Au-delà de ces instances, Adeline Hazan juge que le dialogue entre justice et élus a "fait l’objet d’évolutions positives", notamment via la loi Engagement et proximité (voir notre article du 23 janvier 2020). Mais là encore, le verre lui semble plutôt à moitié vide. Évoquant la présentation que préfet et procureur doivent désormais faire aux maires, après le renouvellement général des conseils municipaux, des attributions que ces élus exercent comme officiers de police judiciaire et de l'état civil (voir notre article du 7 juillet 2020), elle dénonce une approche unilatérale : "Le fait que l’État explique aux maires quel est leur rôle en dit long sur l’état d’esprit", dit-elle, jugeant "indispensable que l’institution judiciaire soit vraiment explicitée à l’ensemble des élus locaux" à cette occasion et regrettant plus généralement "le peu de volonté de la part de la justice d’expliquer ce qu’elle fait". Aussi propose-t-elle d’imposer par la loi à l’institution judiciaire de présenter son action devant les assemblées nouvellement élues (conseils municipaux, intercommunaux, départementaux et régionaux).

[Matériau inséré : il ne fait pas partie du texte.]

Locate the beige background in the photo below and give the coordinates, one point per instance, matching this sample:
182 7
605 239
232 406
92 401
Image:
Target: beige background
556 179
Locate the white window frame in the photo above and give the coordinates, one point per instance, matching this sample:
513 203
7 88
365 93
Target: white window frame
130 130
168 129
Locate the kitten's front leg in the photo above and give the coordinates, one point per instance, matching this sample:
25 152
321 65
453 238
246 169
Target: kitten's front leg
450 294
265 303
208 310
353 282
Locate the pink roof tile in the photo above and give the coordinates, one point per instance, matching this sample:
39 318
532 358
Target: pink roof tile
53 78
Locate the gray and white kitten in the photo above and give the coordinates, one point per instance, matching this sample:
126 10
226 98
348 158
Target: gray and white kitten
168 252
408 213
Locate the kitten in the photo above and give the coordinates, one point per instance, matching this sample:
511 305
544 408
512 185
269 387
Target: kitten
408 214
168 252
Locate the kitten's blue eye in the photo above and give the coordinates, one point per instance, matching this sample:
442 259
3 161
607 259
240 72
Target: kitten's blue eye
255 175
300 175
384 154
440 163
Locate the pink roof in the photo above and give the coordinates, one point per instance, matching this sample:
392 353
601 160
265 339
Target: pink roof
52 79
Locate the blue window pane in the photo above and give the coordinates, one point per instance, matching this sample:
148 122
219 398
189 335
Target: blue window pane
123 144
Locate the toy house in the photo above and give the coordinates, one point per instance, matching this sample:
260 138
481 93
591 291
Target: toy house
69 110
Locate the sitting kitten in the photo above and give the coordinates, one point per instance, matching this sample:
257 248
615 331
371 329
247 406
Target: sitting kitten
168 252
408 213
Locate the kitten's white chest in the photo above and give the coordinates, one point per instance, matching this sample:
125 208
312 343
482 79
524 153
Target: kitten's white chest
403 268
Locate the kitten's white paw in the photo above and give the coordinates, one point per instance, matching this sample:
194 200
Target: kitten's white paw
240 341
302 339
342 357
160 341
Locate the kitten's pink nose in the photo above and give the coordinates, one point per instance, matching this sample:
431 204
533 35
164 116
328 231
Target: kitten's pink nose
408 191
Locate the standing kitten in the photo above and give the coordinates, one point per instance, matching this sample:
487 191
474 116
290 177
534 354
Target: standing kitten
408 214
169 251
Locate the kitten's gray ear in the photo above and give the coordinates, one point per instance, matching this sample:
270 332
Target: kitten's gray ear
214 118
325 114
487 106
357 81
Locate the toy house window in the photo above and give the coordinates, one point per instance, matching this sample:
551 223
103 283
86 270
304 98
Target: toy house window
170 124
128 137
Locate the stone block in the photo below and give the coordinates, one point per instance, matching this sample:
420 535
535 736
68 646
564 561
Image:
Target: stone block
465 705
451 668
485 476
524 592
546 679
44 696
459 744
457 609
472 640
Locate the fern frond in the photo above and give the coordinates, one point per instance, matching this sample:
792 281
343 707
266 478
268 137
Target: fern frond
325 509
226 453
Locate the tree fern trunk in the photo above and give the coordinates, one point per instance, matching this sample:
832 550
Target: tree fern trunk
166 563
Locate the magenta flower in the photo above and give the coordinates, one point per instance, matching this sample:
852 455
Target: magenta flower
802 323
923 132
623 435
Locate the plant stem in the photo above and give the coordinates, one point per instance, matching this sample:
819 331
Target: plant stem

Plus encore, elle juge indispensable l’amélioration de la transmission des informations entre maires et procureurs, "obligation très insuffisamment remplie". "Il est scandaleux, inadmissible qu’un élu signalant un fait délictueux au procureur n’obtienne aucune réponse" à sa demande de suivi, s’emporte-t-elle.

Divergences sur le rappel à l’ordre

Si la magistrate honoraire plaide pour un renforcement des relations entre magistrats et élus, elle insiste pour autant sur la nécessité que "chaque partenaire reste à sa place" : "Ce serait la pire des choses que le maire se transforme en juge. Il n’y a rien de pire que la confusion des rôles", "le rappel à la loi [rappel à l’ordre] doit être fait par le magistrat. Ce n’est pas le rôle du maire".

Un avis que ne partage par Éric Dupond-Moretti, qui promeut au contraire les conventions de rappel à l’ordre signées par près de 60% des tribunaux judiciaires avec les communes. "Il faut dire aux maires que c’est utile", insiste-t-il, après avoir, par circulaire de décembre 2020, invité les procureurs à encourager les maires à y recourir (voir notre article du 17 décembre 2020). Le ministre concède toutefois que "des maires n’entendent pas le mettre en œuvre". Certains jugent en effet paradoxale la promotion de cet outil au moment où le rappel à la loi, accusé par le Premier ministre de "ridiculiser l’autorité de l’État", vient d’être remplacé par un "avertissement pénal probatoire" (voir notre article du 27 septembre 2021).

Peur sur les villes

D’ailleurs, par circulaire de septembre 2020, le garde des Sceaux recommandait déjà aux procureurs d’"éviter les simples rappels à la loi" face aux agressions d’élus (voir notre article du 8 septembre 2020), qui ne sauraient il est vrai être considérées comme des "incivilités". Ces agressions sont un "coup très fort porté à la démocratie", alerte d’ailleurs la présidente de la délégation du Sénat, Françoise Gatel. Las, elles sont en hausse "très significative : 1.186 élus agressés dans les onze premiers mois de de 2021", recense-t-elle. Une liste qui ne cesse de s’allonger. La veille de l’audition du garde des Sceaux par exemple, l’Association des maires d’Île-de-France condamnait l’agression, le 21 février, du maire de Roissy-en-Brie (77). Lors de l’audition, Françoise Gatel déplorait elle aussi "la peur qui s’installe, avec une emprise sur la famille, et qui peut mettre en cause la volonté d’engagement des élus".